Was wiegt mehr – Ästhetik oder Existenz?
Betrifft: Ausbau der erneuerbaren Energien
Windkraft- und Solaranlagen sind sichtbare Zeichen einer dringend nötigen Energiewende. Dass ihr Ausbau Fragen aufwirft, ist verständlich. Viele Kritikpunkte basieren jedoch nicht auf wissenschaftlichen Fakten, sondern auf verzerrten Wahrnehmungen. So wird etwa „Mikroplastik durch Windkraft“ diskutiert – tatsächlich stammen nur rund 0,006 Prozent der Mikroplastikemissionen in Deutschland aus Rotorabrieb. Wesentlicher ist der Reifenabrieb im Straßenverkehr. Mikroplastik wird vor allem dann umweltschädlich, wenn es in Bodennähe freigesetzt und in Böden oder Gewässer gelangt – nicht durch diffuse Freisetzung in großer Höhe.
Auch das Vogelsterben durch Windkraftanlagen wird aus meiner Sicht oft überbewertet – ihr Anteil liegt bei unter 0,5 Prozent aller durch menschliche Einflüsse getöteten Vögel. Viel größere Gefahren sind Glasfassaden, Autos, frei laufende Hauskatzen sowie der Klimawandel selbst, der Lebensräume, Zugrouten und Nahrungsquellen bedroht.
Wasserdurchlässig
Viele Vorbehalte richten sich auch gegen die Flächenversiegelung durch Solaranlagen. Die meisten Photovoltaik-Freiflächen entstehen jedoch auf ertragsschwachen oder bereits genutzten Flächen wie Konversionsarealen oder Verkehrsinseln. Der Boden unter den Modulen bleibt wasserdurchlässig, oft werden Blühwiesen oder Weidetiere eingesetzt. Auch Agri-PV, die Kombination von Landwirtschaft und Solarenergie, gewinnt an Bedeutung.
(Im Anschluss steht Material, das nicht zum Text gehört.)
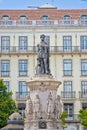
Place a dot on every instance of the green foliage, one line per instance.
(83, 117)
(7, 104)
(63, 117)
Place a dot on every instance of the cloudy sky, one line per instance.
(61, 4)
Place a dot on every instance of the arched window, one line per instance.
(5, 17)
(83, 19)
(44, 18)
(22, 17)
(67, 19)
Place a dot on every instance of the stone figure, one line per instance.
(58, 107)
(36, 110)
(29, 108)
(50, 106)
(43, 57)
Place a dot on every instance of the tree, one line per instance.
(63, 117)
(83, 117)
(7, 104)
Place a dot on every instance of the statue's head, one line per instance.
(42, 37)
(58, 97)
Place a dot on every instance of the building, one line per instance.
(66, 32)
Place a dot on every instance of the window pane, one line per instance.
(67, 89)
(23, 43)
(5, 43)
(69, 108)
(23, 65)
(5, 68)
(67, 67)
(84, 89)
(22, 89)
(83, 43)
(7, 85)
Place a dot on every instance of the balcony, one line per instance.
(33, 50)
(22, 95)
(83, 95)
(42, 23)
(68, 95)
(5, 73)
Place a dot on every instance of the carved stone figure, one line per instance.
(50, 106)
(43, 57)
(58, 107)
(29, 108)
(36, 106)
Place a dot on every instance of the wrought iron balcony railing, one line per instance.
(46, 23)
(83, 94)
(33, 49)
(68, 94)
(22, 95)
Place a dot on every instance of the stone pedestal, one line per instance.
(42, 99)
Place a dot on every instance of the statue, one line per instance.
(50, 106)
(58, 107)
(43, 57)
(36, 110)
(29, 108)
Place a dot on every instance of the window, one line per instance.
(5, 68)
(69, 108)
(7, 85)
(23, 17)
(22, 89)
(84, 67)
(67, 67)
(47, 39)
(84, 105)
(84, 19)
(67, 87)
(5, 17)
(44, 19)
(5, 43)
(67, 43)
(84, 89)
(67, 19)
(23, 43)
(23, 65)
(83, 43)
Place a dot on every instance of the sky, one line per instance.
(61, 4)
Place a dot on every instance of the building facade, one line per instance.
(66, 33)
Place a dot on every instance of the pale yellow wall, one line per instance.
(56, 60)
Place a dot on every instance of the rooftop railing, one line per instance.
(36, 23)
(33, 49)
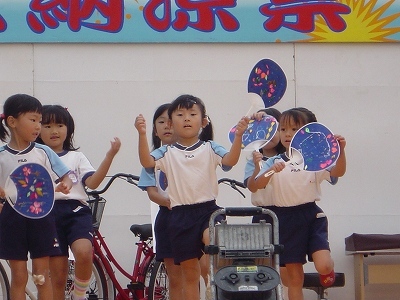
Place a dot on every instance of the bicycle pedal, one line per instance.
(136, 286)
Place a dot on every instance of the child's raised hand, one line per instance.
(2, 193)
(341, 140)
(140, 124)
(257, 157)
(2, 196)
(63, 188)
(258, 115)
(115, 146)
(242, 126)
(278, 166)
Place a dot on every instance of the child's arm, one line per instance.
(146, 160)
(251, 184)
(262, 181)
(340, 167)
(157, 198)
(97, 177)
(232, 157)
(2, 196)
(64, 185)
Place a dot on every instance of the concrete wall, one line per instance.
(354, 89)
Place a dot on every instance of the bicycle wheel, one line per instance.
(100, 287)
(4, 284)
(158, 283)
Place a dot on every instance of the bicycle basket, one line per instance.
(97, 207)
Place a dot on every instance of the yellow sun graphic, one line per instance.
(364, 24)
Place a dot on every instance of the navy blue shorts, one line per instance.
(303, 230)
(20, 235)
(186, 227)
(163, 239)
(73, 222)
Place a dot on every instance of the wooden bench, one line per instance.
(363, 245)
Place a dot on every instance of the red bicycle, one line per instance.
(147, 281)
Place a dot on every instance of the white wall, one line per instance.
(354, 89)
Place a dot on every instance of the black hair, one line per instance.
(187, 101)
(15, 106)
(277, 115)
(295, 115)
(59, 115)
(309, 114)
(159, 111)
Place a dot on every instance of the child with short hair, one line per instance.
(190, 167)
(72, 213)
(303, 229)
(18, 234)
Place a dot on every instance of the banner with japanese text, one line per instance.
(204, 21)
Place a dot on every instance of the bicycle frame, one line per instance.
(137, 279)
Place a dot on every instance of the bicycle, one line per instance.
(148, 280)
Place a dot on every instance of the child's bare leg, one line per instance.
(323, 261)
(19, 278)
(295, 279)
(191, 279)
(58, 274)
(175, 279)
(41, 277)
(324, 265)
(205, 267)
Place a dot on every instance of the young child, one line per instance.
(262, 197)
(73, 216)
(190, 167)
(156, 186)
(303, 225)
(19, 235)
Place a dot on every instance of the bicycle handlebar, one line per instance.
(233, 184)
(132, 179)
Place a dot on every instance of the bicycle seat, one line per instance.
(143, 231)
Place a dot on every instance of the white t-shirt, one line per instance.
(293, 186)
(80, 168)
(190, 171)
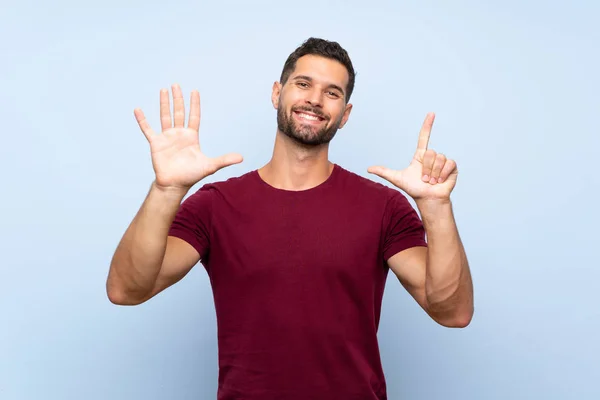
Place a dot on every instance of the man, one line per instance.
(297, 251)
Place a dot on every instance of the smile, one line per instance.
(308, 116)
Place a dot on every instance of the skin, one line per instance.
(147, 262)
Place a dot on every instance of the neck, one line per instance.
(296, 167)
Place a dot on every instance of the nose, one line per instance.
(315, 98)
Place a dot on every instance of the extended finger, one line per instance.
(449, 168)
(165, 110)
(194, 121)
(439, 162)
(178, 107)
(428, 160)
(425, 132)
(143, 123)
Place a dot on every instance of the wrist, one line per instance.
(173, 192)
(434, 209)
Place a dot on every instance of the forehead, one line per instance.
(322, 69)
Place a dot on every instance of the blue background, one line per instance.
(516, 91)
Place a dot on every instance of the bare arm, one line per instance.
(147, 261)
(438, 277)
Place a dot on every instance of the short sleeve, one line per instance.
(192, 222)
(402, 227)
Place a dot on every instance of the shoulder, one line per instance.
(368, 188)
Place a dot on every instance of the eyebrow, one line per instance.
(308, 78)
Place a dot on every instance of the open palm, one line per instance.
(177, 158)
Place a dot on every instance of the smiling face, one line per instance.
(311, 104)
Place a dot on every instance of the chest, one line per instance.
(297, 242)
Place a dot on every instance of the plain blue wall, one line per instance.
(515, 88)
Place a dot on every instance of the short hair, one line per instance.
(323, 48)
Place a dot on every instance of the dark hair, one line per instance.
(323, 48)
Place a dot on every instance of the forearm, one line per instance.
(138, 258)
(448, 283)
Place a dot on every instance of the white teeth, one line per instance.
(310, 117)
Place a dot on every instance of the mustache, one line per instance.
(314, 111)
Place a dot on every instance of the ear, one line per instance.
(346, 115)
(275, 94)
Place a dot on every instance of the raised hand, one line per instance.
(430, 175)
(177, 159)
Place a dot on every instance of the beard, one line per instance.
(305, 134)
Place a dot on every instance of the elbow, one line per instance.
(455, 318)
(460, 321)
(121, 298)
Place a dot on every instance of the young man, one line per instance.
(297, 251)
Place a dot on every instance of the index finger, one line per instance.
(425, 132)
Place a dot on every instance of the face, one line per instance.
(311, 105)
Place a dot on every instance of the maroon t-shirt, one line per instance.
(298, 279)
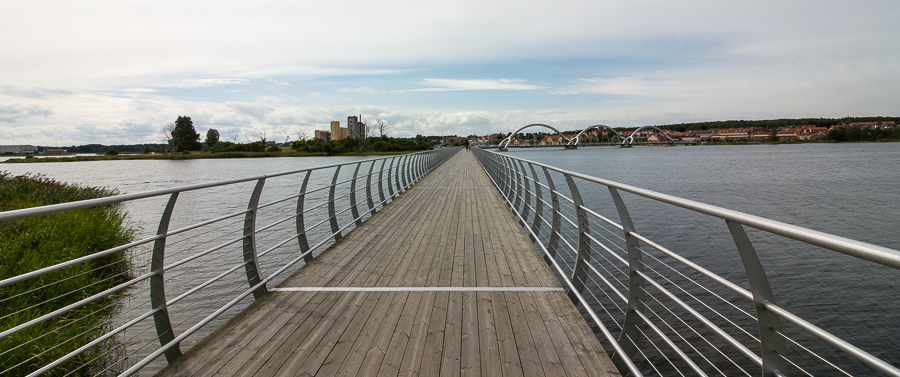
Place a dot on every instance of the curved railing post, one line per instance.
(526, 208)
(407, 178)
(353, 209)
(390, 185)
(380, 180)
(556, 222)
(507, 180)
(518, 182)
(301, 228)
(164, 331)
(397, 175)
(417, 167)
(538, 205)
(332, 214)
(369, 201)
(630, 326)
(251, 263)
(579, 270)
(772, 348)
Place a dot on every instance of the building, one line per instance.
(356, 129)
(18, 149)
(338, 132)
(323, 135)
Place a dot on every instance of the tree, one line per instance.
(212, 137)
(184, 135)
(380, 126)
(168, 130)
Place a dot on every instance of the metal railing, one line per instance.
(654, 309)
(200, 266)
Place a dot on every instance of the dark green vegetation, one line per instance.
(42, 241)
(376, 144)
(852, 134)
(774, 123)
(100, 148)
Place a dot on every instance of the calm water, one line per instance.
(849, 190)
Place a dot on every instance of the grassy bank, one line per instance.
(193, 156)
(42, 241)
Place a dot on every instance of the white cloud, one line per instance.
(443, 85)
(361, 90)
(271, 80)
(10, 113)
(202, 83)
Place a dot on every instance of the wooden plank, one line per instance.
(525, 345)
(341, 349)
(372, 361)
(450, 230)
(307, 361)
(510, 363)
(393, 357)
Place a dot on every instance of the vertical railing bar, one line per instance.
(251, 262)
(526, 209)
(164, 331)
(390, 185)
(539, 205)
(772, 346)
(332, 215)
(579, 270)
(369, 201)
(556, 222)
(354, 211)
(636, 283)
(380, 180)
(301, 227)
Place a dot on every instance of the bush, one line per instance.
(37, 242)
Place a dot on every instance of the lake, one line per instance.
(850, 190)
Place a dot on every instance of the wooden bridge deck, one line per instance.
(441, 282)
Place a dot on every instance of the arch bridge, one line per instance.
(505, 142)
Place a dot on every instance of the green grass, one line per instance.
(42, 241)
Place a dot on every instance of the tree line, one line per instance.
(773, 123)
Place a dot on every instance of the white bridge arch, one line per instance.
(630, 139)
(574, 141)
(505, 142)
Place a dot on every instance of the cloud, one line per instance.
(202, 83)
(271, 80)
(34, 92)
(255, 110)
(362, 90)
(10, 113)
(444, 85)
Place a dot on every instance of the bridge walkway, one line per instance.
(441, 282)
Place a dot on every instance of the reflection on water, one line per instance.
(845, 189)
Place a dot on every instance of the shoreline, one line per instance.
(191, 156)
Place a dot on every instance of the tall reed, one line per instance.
(33, 243)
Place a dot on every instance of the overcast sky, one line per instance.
(77, 72)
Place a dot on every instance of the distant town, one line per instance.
(746, 132)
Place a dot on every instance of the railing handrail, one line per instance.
(862, 250)
(91, 203)
(510, 176)
(406, 171)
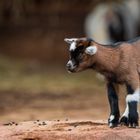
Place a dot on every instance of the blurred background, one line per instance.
(33, 81)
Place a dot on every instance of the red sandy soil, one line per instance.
(66, 130)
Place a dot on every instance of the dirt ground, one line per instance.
(66, 130)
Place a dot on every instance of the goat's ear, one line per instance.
(91, 50)
(69, 40)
Natürlich verändern Wind- und Solaranlagen das Landschaftsbild – wie Straßen oder Gewerbegebiete auch. Aber ihre Alternative ist ebenso sichtbar: trockene Wälder, versiegende Flüsse, instabile Ernten. Wer Wind- und Solarenergie ablehnt, setzt auf fossile Quellen mit weitaus gravierenderen Folgen für Klima, Gesundheit und Artenvielfalt. Nicht die Existenz von Wind- und Solarkraft ist das Problem, sondern die Vorstellung, man könne auf sie verzichten, ohne einen höheren Preis dafür zu zahlen.